The proposal includes an offer to automakers of $10 billion over the next decade to alter plants to build a new generation of more fuel-efficient vehicles. It includes incentives to consumers who purchase energy-efficient cars and appliances. It would also raise mandatory fuel-efficiency standards and launch an institute for developing hydrogen-based fuel.

By insisting that any automaker that receives the subsidies keep its new or renovated plants in the United States, the campaign aims to blunt any opposition from automakers, especially in the swing state of Michigan, over possible job losses under the plan. Automakers earn a major portion of their profits from their lines of sport utility vehicles, which have not had to meet federal fuel-efficiency standards because of a legal loophole that classifies them as trucks rather than cars.

"John Kerry believes we do need to become independent of Middle Eastern oil for our security, and also he believes there are great opportunities in alternative energy to create jobs and improve our environment at the same time," said Sarah Bianchi, the campaign's national policy director.

"These are tax incentives to help jump-start the future, because he believes that the cars of the future ought to be built in the US by American workers," she said.

The Kerry plan's emphasis on curbing the demand for petroleum stands in stark contrast to the Bush administration's alternative, a sweeping energy package now pending in Congress that focuses on increasing energy production.

The Bush plan would provide billions to encourage oil and gas exploration and would finance a natural gas pipeline in Alaska and a new nuclear power plant in Idaho.

The Republican energy bill, however, also would provide some tax credits for consumers who purchase more fuel-efficient vehicles. And Bush has pushed the idea of putting government resources behind hydrogen fuel cells, proposing $1.7 billion for research over five years.

Charli Coon, a senior policy analyst for energy and environmental issues at the conservative Heritage Foundation, is critical of Kerry's plan.

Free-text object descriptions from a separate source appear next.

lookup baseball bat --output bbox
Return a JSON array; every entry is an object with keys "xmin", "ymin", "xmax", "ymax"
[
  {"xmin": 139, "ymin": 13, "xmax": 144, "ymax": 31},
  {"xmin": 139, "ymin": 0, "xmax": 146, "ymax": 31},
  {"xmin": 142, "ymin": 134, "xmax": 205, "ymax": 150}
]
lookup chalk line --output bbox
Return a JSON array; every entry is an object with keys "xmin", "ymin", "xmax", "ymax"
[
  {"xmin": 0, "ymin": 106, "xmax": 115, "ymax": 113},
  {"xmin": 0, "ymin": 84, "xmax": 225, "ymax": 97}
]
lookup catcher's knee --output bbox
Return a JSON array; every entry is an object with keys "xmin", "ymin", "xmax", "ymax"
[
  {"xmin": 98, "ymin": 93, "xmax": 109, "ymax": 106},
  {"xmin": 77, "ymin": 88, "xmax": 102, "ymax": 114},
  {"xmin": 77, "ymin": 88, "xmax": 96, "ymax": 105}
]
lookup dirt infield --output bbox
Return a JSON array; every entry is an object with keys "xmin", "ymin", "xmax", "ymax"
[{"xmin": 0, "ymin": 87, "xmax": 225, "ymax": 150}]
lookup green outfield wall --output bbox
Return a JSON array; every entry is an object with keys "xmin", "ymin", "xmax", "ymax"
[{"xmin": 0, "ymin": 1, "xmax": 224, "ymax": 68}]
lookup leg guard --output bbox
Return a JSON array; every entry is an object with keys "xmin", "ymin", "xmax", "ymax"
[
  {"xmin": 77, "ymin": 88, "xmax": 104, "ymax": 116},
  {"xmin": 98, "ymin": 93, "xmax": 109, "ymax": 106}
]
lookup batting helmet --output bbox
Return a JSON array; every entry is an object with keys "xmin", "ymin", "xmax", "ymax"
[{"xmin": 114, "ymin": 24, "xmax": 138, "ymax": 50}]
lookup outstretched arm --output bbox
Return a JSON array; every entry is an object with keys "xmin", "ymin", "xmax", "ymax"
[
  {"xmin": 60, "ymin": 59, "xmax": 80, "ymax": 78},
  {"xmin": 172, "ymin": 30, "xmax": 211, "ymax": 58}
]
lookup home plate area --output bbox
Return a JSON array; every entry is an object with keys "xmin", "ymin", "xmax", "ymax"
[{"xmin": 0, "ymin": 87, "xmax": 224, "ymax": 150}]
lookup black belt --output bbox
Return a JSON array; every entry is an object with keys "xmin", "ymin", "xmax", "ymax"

She argues that even if all new vehicles have greater fuel efficiency, it will take many years for the current fleet on the road to be replaced.

In the meantime, the United States will continue to need greater supplies of oil and natural gas while global competition for purchasing the fuel is rising in such countries as China. But the Kerry plan does not call for new exploration in places like Alaska and on the continental shelf surrounding the United States, where drilling is currently forbidden.

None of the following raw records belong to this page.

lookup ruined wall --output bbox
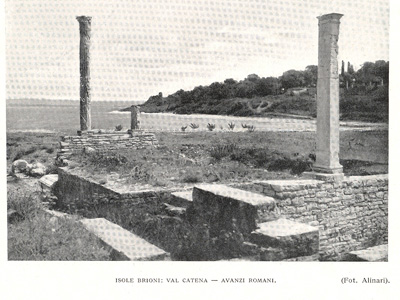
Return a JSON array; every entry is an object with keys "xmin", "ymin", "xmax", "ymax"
[
  {"xmin": 55, "ymin": 168, "xmax": 207, "ymax": 260},
  {"xmin": 238, "ymin": 175, "xmax": 388, "ymax": 260},
  {"xmin": 56, "ymin": 168, "xmax": 388, "ymax": 261},
  {"xmin": 57, "ymin": 131, "xmax": 158, "ymax": 164}
]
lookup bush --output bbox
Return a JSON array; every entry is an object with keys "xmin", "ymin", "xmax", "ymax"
[
  {"xmin": 86, "ymin": 151, "xmax": 128, "ymax": 168},
  {"xmin": 181, "ymin": 170, "xmax": 201, "ymax": 183},
  {"xmin": 12, "ymin": 146, "xmax": 38, "ymax": 161},
  {"xmin": 247, "ymin": 125, "xmax": 256, "ymax": 132},
  {"xmin": 227, "ymin": 122, "xmax": 235, "ymax": 130},
  {"xmin": 115, "ymin": 124, "xmax": 123, "ymax": 131},
  {"xmin": 181, "ymin": 126, "xmax": 187, "ymax": 132},
  {"xmin": 207, "ymin": 123, "xmax": 216, "ymax": 131},
  {"xmin": 210, "ymin": 144, "xmax": 238, "ymax": 160},
  {"xmin": 189, "ymin": 123, "xmax": 199, "ymax": 129}
]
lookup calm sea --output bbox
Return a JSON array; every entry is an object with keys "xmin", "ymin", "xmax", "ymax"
[{"xmin": 5, "ymin": 99, "xmax": 385, "ymax": 134}]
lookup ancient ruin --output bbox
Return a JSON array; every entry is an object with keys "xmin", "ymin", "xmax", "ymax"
[
  {"xmin": 50, "ymin": 13, "xmax": 388, "ymax": 261},
  {"xmin": 313, "ymin": 13, "xmax": 343, "ymax": 175},
  {"xmin": 77, "ymin": 16, "xmax": 92, "ymax": 131}
]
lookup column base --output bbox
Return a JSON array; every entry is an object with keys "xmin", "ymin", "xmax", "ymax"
[
  {"xmin": 302, "ymin": 171, "xmax": 344, "ymax": 182},
  {"xmin": 312, "ymin": 164, "xmax": 343, "ymax": 174}
]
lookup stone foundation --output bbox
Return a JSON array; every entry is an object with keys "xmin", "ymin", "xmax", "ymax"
[
  {"xmin": 55, "ymin": 168, "xmax": 388, "ymax": 261},
  {"xmin": 237, "ymin": 174, "xmax": 388, "ymax": 260},
  {"xmin": 57, "ymin": 130, "xmax": 158, "ymax": 164}
]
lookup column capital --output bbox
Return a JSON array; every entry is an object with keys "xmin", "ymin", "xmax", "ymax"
[
  {"xmin": 76, "ymin": 16, "xmax": 92, "ymax": 23},
  {"xmin": 317, "ymin": 13, "xmax": 343, "ymax": 24}
]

"It plays well, and I think it's politically correct to say we are all going to be energy independent," Coon said. "But energy is a global commodity now, and I think that's naive."

But Chuck Porcari of the League of Conservation Voters, an environmental activist group, said that increasing fuel efficiency standards is only "a piece of the mosaic in reducing our dependence on foreign oil."

The long-term solution, he said, is Kerry's companion proposal for a nationally focused and concentrated effort to develop technology that will derive energy from nonfossil resources.

"It is not an idea that is new, but there just hasn't been the political will to follow through," he said. "A national tragedy like 9/11 certainly does bring it into more focus."

Whether the policy is also good politics remains to be seen. Democrats are clearly hoping that it will exploit the perception that the Bush administration is so beholden to energy companies that it is short-changing the war on terrorism, the issue that generates Bush's strongest poll numbers.

Steve Rabinowitz, a Democratic media consultant and former Clinton administration aide, said the policy is smart, but it may not be the issue to convince undecided voters when simply presented in a speech.

"I fear it will only resonate with people who already know how they're voting, he said.

"Only in a public debate will there be an opportunity to show just how different and how much smarter this policy is than anything the Bush administration is putting forward."